Exam End / Reporting Starts
The technical portion of the exam is finally over, it is time to do some reporting. I utilized the template OffSec provides on their FAQ and slowly started to move over my notes into more of a professional format. Within the first four hours of reporting, my brain is crashing… I decided to take a 4-6 hour nap and get back to the grind. Few more hours pass and I finally submit the report to their portal. With further exhaustion, I sleep for a good 12-14 hours and pray that my report passes judgement.
Lessons Learned
After two to three failed attempts over four years, I realized what I did right when preparing this time. Being outside of a job and finally completing my degree saved me much more mental capacity and allowed me to prosper when studying for this attempt.

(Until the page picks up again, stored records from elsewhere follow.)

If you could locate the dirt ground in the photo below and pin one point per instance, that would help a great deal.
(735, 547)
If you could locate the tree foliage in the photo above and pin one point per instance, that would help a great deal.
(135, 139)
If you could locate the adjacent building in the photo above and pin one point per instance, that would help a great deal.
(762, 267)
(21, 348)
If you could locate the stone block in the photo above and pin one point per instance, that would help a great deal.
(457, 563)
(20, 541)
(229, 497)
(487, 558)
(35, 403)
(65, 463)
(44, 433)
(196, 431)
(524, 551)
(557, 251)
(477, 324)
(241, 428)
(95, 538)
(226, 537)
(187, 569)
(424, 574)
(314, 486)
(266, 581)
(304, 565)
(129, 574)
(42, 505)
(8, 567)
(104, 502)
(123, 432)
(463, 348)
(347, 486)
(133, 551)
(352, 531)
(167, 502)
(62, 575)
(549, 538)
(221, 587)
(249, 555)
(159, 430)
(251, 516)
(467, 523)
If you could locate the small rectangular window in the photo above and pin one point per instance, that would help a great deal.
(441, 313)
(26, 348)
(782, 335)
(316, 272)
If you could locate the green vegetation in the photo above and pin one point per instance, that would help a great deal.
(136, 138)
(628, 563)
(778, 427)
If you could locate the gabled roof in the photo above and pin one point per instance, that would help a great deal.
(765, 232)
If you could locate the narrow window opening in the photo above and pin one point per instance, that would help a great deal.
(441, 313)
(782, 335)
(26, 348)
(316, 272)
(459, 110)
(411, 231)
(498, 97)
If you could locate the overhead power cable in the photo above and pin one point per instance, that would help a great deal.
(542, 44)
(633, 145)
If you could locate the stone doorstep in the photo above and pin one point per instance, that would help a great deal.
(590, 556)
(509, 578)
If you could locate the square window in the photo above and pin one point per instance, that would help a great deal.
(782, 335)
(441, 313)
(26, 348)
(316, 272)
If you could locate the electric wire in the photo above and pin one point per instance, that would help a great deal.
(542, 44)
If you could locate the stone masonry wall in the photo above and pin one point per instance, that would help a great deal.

Here are a few tips I would give for anyone looking to take the OSCP:
- Ensure all notes and cheatsheets are easily searchable and have references for backup!
- Every 1-2 hours take a little break to walk around your apartment or house, grab a glass of water!
- The exam isn’t a technical hellscape, stick to the core of your methodology and you will succeed!
- Understand when you are following down a rabbit-hole, you gotta reel yourself back before wasting further time!
Thank you for reading! Huge thanks to my peers and the mentors that gave me the motivation to beat the mind over matter game! I hope my advice has been helpful and has inspired you! Lastly, don’t forget to try harder!